Attorney-at-Law

ANOTHER GOOFY HORSE TALE

In Uncategorized on 06/09/2026 at 16:27

Here’s another horse hobby loss case for my former colleague Peter Reilly, CPA. Keith Schumacher and Rhonda Schumacher, T. C. Memo. 2026-47, filed 6/9/26, are long-time horse breeders and collectors of performance points and lariat points. They ran SQH, their horsebreeding business, since 2001 without making a single year’s profit therefrom.

Judge Elizabeth A. (“Tex”) Copeland barrel-races through the nine (count ’em, nine) factors of the “goofy” regulation, Reg. Section 1.183-2(b), giving six (count ’em, six) to IRS, two (count ’em, two) to the Schumachers, and one neutral.

While I’ve often touted maintaining a separate checking account for side hustles to show businesslike operation, even a separate checking account for SQH (with the same bank as their personal account) doesn’t save the Schumachers.

“Although the Schumachers maintained a separate checking account for SQH, in practice the SQH account functioned as an extension of their personal checking account.

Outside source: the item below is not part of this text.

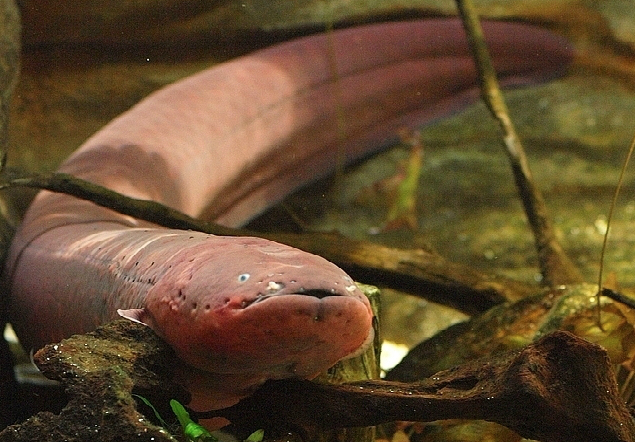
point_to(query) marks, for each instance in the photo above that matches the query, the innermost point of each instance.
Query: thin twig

Many horse-related expenses were paid from their personal checking account. When the SQH account ran dry, the Schumachers ponied up to replenish it from their personal checking account. These practices are inconsistent with maintaining accurate books and records. It is also telling that [trusty EA preparer] relied heavily on the Schumachers’ handwritten notes and statements by Dr. Schumacher rather than SQH business account bank statements when preparing their returns.” T. C. Memo. 2026-47, at p. 10.

But the Schumachers escape the five-and-ten chops because trusty EA preparer never warned them about the goofy regulation’s pitfalls or the horsebreeding Section 183(d) safe harbor, accepted their handwritten notes and never checked the bank statements, and neither Schumacher had any tax exposure or expertise.

Taishoff says note that trusty EA preparer also did the accounting work for Doc Keith’s heavy-duty veterinarian practice, T. C. Memo. 2026-47, at p. 7. I’ve noted that when one provides professional services both to a substantial business client and to one of its top brass personally, one is hesitant to pass personal-side bad news to brasshat, lest brasshat seek a more sympathetic and flexible pro, taking the substantial client with her/him. Just sayin’.

SET A WATCHDOG

In Uncategorized on 06/08/2026 at 17:40

Bernard J. Donachie, coaming late to the party in Smith Mill Rock, LLC, Mulhern Jasper Exploration, LLC, Tax Matters Partner, Docket No. 13132-22. filed 6/8/26, says “there are ‘active watchdog investigations’ into the IRS appraiser who worked on the case during the examination and ‘significant procedural deficiencies regarding the Government’s expert valuation.’” Order, at p. 2.

It’s another stiped-out Dixieland Boondockery, wherein none of the partners save the TMP participated in litigation or settlement, until Bernie comes in during the 60-day Rule 248(b) nonparticipant last chance, brandishing his 2.2759232% interest in Mulhern Jasper, which makes him an indirect partner in Smith Mill Rock.

Judge Travis A. (“Tag”) Greaves is willing to look and see if Bernie has a clear and convincing reason why he’s late and that he has something to show the settlement isn’t reasonable.

Spoiler alert: He doesn’t and he doesn’t.

It took Bernie a year-and-a-half to figure out he was sent the wrong appraisal. And he got a bunch e-mails (hi, Judge Holmes), even though he claims he didn’t get some (everybody else did). And yeah, he’ll have some tax to pay, but that’s what happens when you take a minuscule interest in a deal with someone else’s finger on the button.Ultimately, whatever happened at Exam with the watchdog, the past isn’t even prologue as deficiency trials are de novo.

EXCELLENT AND CONCURRED

In Uncategorized on 06/05/2026 at 14:27

That’s the per cur opinion in Rochelle v. Commissioner, 293 F.3d 740 (5 Cir, 2002), affirming Judge Vasquez’s “excellent opinion (concurred in by nine other judges), which we adopt.” 293 F. 3d at p. 741. So Ch J Patrick J. (“Scholar Pat”) Urda, adding 5 Cir to the jurisdictional limit side of the Section 6213(a) balance sheet, tosses Shedrack Aforigho, Docket No. 2956-26, filed 6/5/26. 

Except.

Taishoff says, while in no way denigrating Judge Vasquez or his nine (count ’em, nine) distinguished colleagues, that was 24 (count ’em, 24) years ago, and pre-Boechler, pre-Culp, pre-Buller, and pre-Oquendo. So a certain quantum of hydrogenated oxygen has gone over the cliché since.

Of course, we may have a 5 Cir reaffirmance of Rochelle, just as 11 Cir resuscitated Pugsley; I confess that one still rankles, but it hardens me so that, as a much finer writer than I put it, “I have been too familiar with disappointments to be very much chagrined.”